First vulnerability observed: .lyrik/state/runs/<run-id>/staging/findings/finding-001.json
Second: .lyrik/state/runs/<run-id>/staging/findings/finding-002.json
Third: .lyrik/state/runs/<run-id>/staging/findings/finding-003.json
And so on, zero-padded three digits.

The directory is created on first write — write_file will create parents as needed.

Run journal

After all findings are staged and recon is complete, write one summary file to .lyrik/state/runs/<run-id>/journal.md. The journal is metadata for human reviewers and audit; the runner does not aggregate it.

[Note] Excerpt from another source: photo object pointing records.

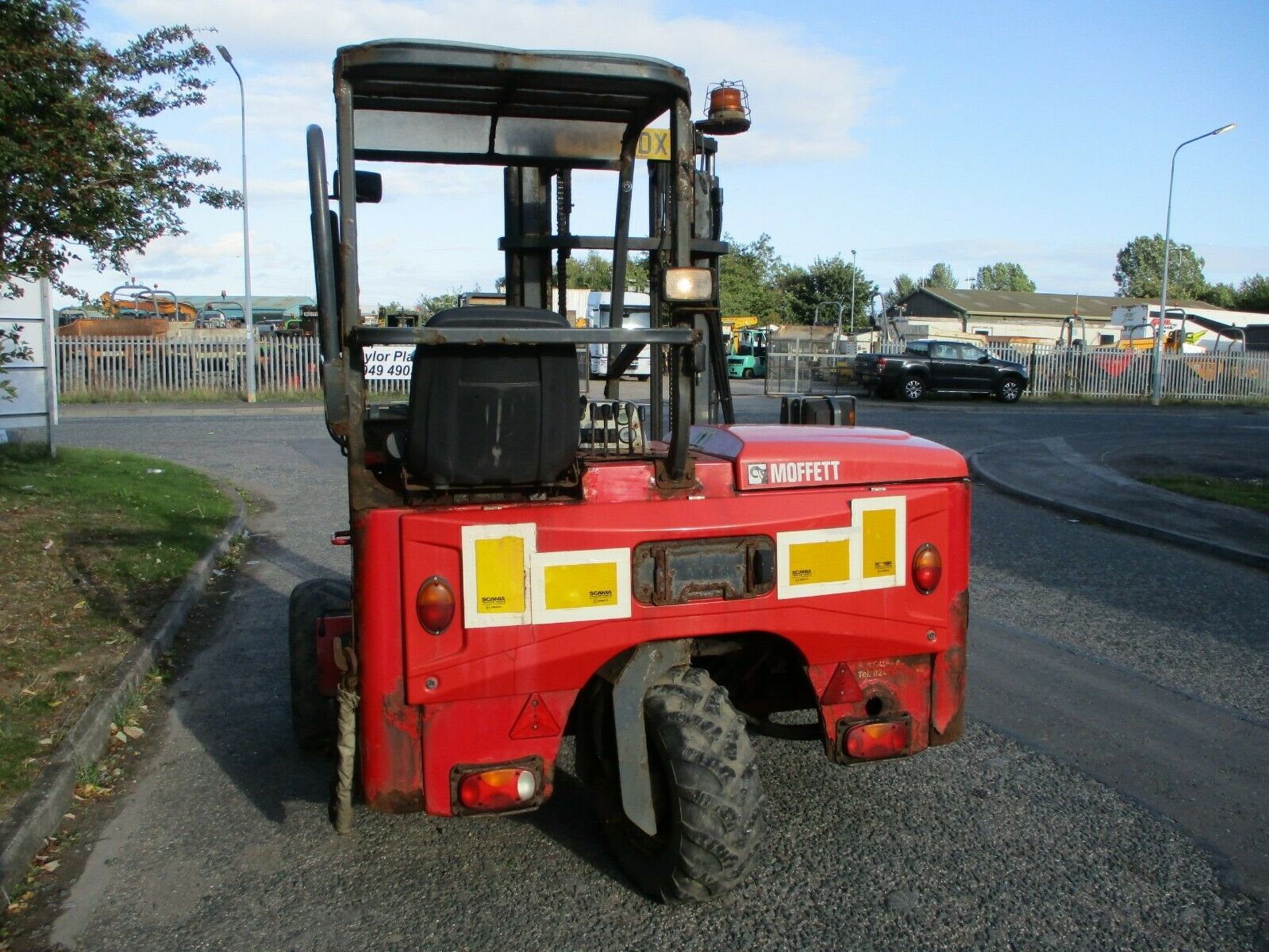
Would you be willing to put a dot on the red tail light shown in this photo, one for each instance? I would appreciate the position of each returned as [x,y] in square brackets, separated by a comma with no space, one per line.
[434,605]
[880,739]
[502,789]
[927,568]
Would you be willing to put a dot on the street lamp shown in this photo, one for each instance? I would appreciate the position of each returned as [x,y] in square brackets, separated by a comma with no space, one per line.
[247,242]
[852,292]
[1157,390]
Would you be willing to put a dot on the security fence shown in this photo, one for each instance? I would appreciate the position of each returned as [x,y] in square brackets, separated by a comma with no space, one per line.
[139,368]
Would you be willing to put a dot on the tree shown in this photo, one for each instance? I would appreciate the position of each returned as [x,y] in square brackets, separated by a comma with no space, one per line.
[12,349]
[1254,295]
[749,279]
[1225,296]
[1140,270]
[594,272]
[825,281]
[80,170]
[903,287]
[429,305]
[941,277]
[1003,275]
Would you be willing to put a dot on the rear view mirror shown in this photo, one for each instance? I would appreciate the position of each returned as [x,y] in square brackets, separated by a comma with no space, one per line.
[369,187]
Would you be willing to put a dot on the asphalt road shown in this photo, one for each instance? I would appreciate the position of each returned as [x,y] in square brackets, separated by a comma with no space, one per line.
[1047,827]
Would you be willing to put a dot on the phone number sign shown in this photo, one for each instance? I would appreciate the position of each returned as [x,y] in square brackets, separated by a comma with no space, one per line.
[387,363]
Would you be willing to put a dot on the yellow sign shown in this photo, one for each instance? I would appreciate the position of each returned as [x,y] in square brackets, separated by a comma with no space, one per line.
[654,145]
[500,576]
[816,563]
[878,543]
[580,586]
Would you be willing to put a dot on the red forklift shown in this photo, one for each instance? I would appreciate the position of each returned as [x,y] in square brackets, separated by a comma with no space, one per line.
[644,576]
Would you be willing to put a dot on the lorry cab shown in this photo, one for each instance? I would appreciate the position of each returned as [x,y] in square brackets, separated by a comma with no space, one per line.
[636,312]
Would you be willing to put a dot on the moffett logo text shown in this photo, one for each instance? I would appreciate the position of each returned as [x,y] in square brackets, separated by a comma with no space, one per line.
[788,473]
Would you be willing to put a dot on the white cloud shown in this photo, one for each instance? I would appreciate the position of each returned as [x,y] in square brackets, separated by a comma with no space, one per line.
[808,100]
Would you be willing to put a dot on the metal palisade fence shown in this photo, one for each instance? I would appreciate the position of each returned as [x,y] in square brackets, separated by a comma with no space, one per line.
[146,368]
[1126,374]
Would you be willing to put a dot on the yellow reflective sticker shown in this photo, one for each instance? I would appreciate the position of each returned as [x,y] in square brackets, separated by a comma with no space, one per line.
[583,586]
[818,563]
[500,576]
[878,543]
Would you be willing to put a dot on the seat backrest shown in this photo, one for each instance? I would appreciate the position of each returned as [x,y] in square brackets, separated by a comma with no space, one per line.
[498,415]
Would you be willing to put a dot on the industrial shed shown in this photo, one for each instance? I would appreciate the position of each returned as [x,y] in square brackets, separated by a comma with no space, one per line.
[999,314]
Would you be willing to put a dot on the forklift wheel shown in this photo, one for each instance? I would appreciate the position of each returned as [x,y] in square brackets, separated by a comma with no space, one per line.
[313,714]
[706,790]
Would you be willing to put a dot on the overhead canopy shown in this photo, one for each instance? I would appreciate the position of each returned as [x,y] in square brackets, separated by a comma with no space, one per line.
[433,102]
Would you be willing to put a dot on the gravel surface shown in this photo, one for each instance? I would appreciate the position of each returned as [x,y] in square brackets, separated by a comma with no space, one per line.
[1186,620]
[983,844]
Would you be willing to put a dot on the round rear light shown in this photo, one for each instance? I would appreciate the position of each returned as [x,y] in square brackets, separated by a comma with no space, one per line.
[436,605]
[927,568]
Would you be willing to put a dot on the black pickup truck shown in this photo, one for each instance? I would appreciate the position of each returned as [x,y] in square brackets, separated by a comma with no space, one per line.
[933,365]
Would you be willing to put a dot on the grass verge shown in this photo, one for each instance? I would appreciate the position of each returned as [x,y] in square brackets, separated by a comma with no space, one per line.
[1249,494]
[96,540]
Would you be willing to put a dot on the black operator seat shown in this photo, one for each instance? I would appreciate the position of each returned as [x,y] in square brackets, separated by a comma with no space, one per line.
[492,415]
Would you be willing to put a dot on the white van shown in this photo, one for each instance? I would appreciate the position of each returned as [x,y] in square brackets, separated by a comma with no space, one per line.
[636,312]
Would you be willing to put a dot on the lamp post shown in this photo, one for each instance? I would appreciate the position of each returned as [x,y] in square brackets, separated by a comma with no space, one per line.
[1157,390]
[852,292]
[247,242]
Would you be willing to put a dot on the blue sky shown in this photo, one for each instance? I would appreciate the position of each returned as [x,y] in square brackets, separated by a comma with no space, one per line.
[914,132]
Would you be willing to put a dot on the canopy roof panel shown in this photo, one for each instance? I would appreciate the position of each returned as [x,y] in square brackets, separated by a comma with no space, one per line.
[429,100]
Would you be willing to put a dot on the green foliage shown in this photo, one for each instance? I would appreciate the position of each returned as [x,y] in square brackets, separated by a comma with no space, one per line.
[941,277]
[826,281]
[749,279]
[429,305]
[1140,270]
[1254,295]
[80,170]
[594,272]
[903,287]
[1003,275]
[1225,296]
[12,348]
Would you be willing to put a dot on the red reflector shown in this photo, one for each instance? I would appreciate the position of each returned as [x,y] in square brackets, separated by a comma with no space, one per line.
[436,605]
[872,742]
[498,790]
[927,568]
[841,687]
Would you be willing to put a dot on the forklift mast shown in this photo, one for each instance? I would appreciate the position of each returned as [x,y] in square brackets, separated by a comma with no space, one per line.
[539,116]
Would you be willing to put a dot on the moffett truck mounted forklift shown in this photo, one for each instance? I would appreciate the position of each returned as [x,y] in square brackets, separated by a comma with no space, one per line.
[528,564]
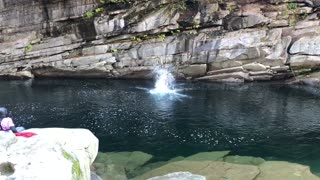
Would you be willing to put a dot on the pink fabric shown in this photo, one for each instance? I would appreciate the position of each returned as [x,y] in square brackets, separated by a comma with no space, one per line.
[6,123]
[25,134]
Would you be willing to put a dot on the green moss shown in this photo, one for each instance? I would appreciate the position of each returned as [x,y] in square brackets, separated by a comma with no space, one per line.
[292,5]
[28,48]
[76,170]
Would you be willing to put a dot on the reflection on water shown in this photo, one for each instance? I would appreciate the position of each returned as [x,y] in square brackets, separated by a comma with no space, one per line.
[272,121]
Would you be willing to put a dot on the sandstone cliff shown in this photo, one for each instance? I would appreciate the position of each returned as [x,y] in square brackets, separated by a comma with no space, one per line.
[216,40]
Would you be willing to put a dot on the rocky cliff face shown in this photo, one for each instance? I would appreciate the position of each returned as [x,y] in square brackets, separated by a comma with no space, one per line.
[216,40]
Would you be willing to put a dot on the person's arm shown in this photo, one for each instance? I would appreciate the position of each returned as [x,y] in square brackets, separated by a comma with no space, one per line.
[13,129]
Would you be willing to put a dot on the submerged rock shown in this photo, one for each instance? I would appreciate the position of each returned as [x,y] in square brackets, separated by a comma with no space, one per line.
[244,160]
[117,165]
[210,169]
[208,156]
[54,153]
[179,176]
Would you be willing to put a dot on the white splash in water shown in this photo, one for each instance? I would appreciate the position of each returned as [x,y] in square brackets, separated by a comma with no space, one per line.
[164,83]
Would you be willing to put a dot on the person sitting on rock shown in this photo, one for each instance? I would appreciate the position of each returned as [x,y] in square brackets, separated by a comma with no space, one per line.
[6,123]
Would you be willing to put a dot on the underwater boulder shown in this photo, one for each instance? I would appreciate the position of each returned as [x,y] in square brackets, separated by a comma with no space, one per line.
[208,156]
[244,160]
[211,170]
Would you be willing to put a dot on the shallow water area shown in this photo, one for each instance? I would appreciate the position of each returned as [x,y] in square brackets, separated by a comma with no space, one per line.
[268,120]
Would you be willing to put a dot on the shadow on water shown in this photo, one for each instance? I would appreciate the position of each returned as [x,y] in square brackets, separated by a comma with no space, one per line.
[268,120]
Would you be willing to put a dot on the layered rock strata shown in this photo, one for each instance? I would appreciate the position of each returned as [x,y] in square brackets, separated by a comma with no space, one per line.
[246,40]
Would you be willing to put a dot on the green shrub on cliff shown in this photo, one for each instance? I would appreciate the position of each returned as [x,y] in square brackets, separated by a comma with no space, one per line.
[292,5]
[28,48]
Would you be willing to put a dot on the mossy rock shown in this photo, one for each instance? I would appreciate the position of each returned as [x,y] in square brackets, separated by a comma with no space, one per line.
[208,156]
[244,160]
[76,169]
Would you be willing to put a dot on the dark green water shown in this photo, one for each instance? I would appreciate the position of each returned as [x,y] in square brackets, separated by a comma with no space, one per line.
[272,121]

This is a write_file call, not assistant-message prose. The "no prose in your assistant message" rule from the emission discipline section still holds: journal.md is a markdown file you write, not a heading inside the chat reply.

Contents, in this order:

Status header: phase reached, framings activated, finding count by tier (CRITICAL/HIGH/MEDIUM/LOW/INFO), count of files surveyed.
Per-finding line: one line per emitted finding, form F001 <framing> <attacker_reach> <blast_radius> <file>:<line>: <title>.
Notes: free-text observations not captured in findings. Example: "framing injection had no candidate sites; only auth findings emitted."

The journal is one write_file call. Path: .lyrik/state/runs/<run-id>/journal.md. It is the only write this skill produces outside staging/.